The Corner

More on Rubio and Taxes

Senator Marco Rubio speaks at a Senate Judiciary Committee hearing, March 14, 2018. (Joshua Roberts/Reuters)

Here is the transcript of the tax discussion from The Economist interview,  by the way:

Rubio: You know at one point we proposed a corporate rate of 20.9% to be able to fully do what we wanted. We did the .9 just to show the absurdity of it, and it was a massive fight because at the end of the day there was still a lot of thinking on the right-of-center that Apple is happy and the big corporations are happy, they are going to take the money they are saving and reinvest it back into American workers when in fact they bought back shares, they will invest in automation, in productivity that way, but there’s a few of them gave out bonuses in the short term but there’s no evidence whatsoever that this was massively poured back into the American worker.

I still think there are a lot of net positives of tax reform, let there be no doubt. I do think a lot of small businesses will now expand and immediately invest. But that had less to do with the rate and more to do with the immediate expensing component of it. It had more to do with that than it did with the corporate rate. 

I was not a big a fan of slashing massively the taxes of multinational corporations who aren’t even American companies. We shouldn’t be discriminatory towards them, but we don’t have any special obligation towards them either. These are citizens of the world.

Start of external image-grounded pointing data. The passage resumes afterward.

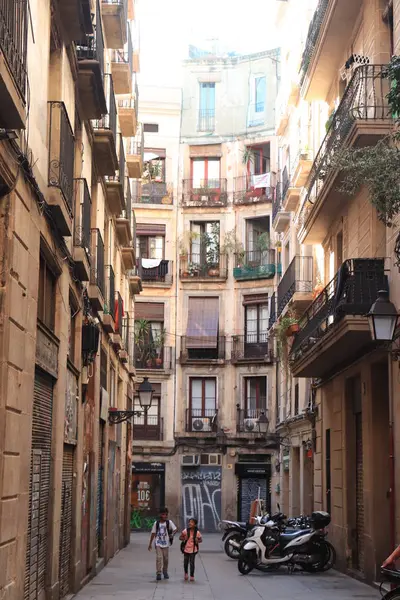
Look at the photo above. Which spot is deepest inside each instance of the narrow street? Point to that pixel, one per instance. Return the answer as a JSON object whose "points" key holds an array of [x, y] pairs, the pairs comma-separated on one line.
{"points": [[131, 574]]}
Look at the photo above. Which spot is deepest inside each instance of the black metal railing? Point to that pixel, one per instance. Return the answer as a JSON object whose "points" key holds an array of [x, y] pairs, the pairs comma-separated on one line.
{"points": [[203, 266], [153, 355], [163, 273], [351, 292], [206, 120], [202, 420], [157, 193], [298, 277], [13, 39], [252, 346], [109, 304], [245, 192], [248, 418], [206, 192], [108, 121], [203, 348], [312, 36], [97, 265], [83, 204], [92, 46], [365, 100], [61, 152]]}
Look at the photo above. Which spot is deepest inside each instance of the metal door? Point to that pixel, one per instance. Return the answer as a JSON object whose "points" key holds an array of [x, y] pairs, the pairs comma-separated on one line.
{"points": [[66, 519], [39, 488]]}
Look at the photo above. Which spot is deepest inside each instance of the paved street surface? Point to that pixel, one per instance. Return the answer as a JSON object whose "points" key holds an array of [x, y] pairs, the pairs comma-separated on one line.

The problem is that growth as I said, if you’re a multinational corporation you may be growing but that doesn’t necessarily mean it’s helping Americans. Your shareholders are from all over the world, your customers are from all over the world, your supply chain, and production chain may not even be in the United States. The idea that massive growth by some large entity that is a multinational footprint is going to somehow benefit Americans especially because they happen to be headquartered in the United States — 

The Economist: You are unhappy with the tax reform because of the cuts to the corporate rate?

Rubio: I have no problem with cutting the corporate rate, I had proposed a cut myself. I just felt that we could have cut it a lot, to 22 to 21 and use that extra point as a tax cut but instead of for the multinationals, apply it to working families making $50,000 to $60,000 dollars a year. It wouldn’t have changed their lives but it would have shown we care. We did some of it, but the fact that we had to fight so hard to achieve that showed me how far we have to go.